Let’s open up the hood and see what’s inside an ePub.
The first thing to know is that an ePub file is actually a compressed collection of files, just like a .zip file. In fact, if you make a copy of an ePub file and change the ePub’s file extension from .epub to .zip, you would have the following .zip file that can be unzipped to extract the contents so we can view them:
We can now unzip the .zip file and view its contents. After unzipping, we see that an .epub file consists of the following two folders ( the OEBPS folder and the META-INF folder) and one file (the mimetype file):
If we open the META-INF folder, we can see that it has one file (the container.xml file) as follows:
The container.xml file provides the location of the content.opf file as shown in the following image. The content.opf file contains important information such as the epub’s metadata (author name, published date, etc.), manifest (a list of every item in the epub file), and the spine (the order in which items are viewed as the reader scrolls through the epub). The content.opf file will be discussed shortly.
There will be additional lines of code in the container.xml file if encryption or digital rights management has been added to the ePub file. The container.xml file has been opened up below in the text editor Notepad++, which works well on a PC. You might use a text editor such as Text Wrangler if using a Mac.
Below is the mimetype file opened in Notepad++. The sole purpose of the mimetype file is to indicate that this is an ePub file.
Clicking on the OEBPS (Open eBook Publication Structure) folder reveal the following three folders (the Images folder, the Styles folder, and the Text folder) and two files ( the content.opf file and the toc.ncx file):
Opening the content.opf file in Notepad++ reveal three main parts of this file. The first part of the content.opf file shown below contains all of the metadata (author name, publication date, etc.) for the ePub file. The second part of the content.opf is the manifest for the entire ePub file. Every item in the entire ePub file is listed in the manifest.
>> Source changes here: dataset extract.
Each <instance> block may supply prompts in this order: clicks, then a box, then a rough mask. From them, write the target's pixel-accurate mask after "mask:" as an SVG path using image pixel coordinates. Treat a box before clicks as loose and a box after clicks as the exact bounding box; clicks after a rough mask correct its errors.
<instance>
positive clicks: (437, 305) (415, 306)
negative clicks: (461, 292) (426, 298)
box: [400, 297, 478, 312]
The third part of the content.opf file is the spine. The spine, shown below, provides the order in which the parts of the ePub file will be viewed as the reader scrolls through the ePub eBook.
If we open up the toc.ncx file in Notepad++, we can view the contents of the ePub’s built-in navigational table of contents as follows:
Clicking on the Text folder reveals the collection of XHTML files that are the contents of the ePub eBook. Each XHTML file is a single section of the eBook.
Opening up one of these XHTML files (New_Manuals.xhtml) shows the XHTML code. This is the same code that appears on web pages. An ePub file is just like a mini web site. One line of code contains a hyperlink and the last line links to an image, just like the HTML on a web page.
If we open up any of the XHTML files in a web browser, it will open up just like a web page. We will open the above file (New_Manuals.xhtml) in the web browser Firefox and we’ll see that it views just like a web page, as shown below. This demonstrates how similar an ePub file is to a web site. In fact, the best tool to create an ePub is an HTML editor used to build web sites such as Dreamweaver or Microsoft Expression Web (my favorite).
Clicking on the Styles folder shows a CSS style sheet (stylesheet.css). The Styles folder will always contain at least one CSS style sheet. There can be more than one. Opening stylesheet.css in Notepad++ shows the CSS styles in this style sheet which control all formatting and styling in the XHTML pages.
The Images folder contain all of the images (jpegs, gifs, or pngs) in the ePub document as shown below:
Now you see how it all fits together and how an ePub document is very similar to a mini web site.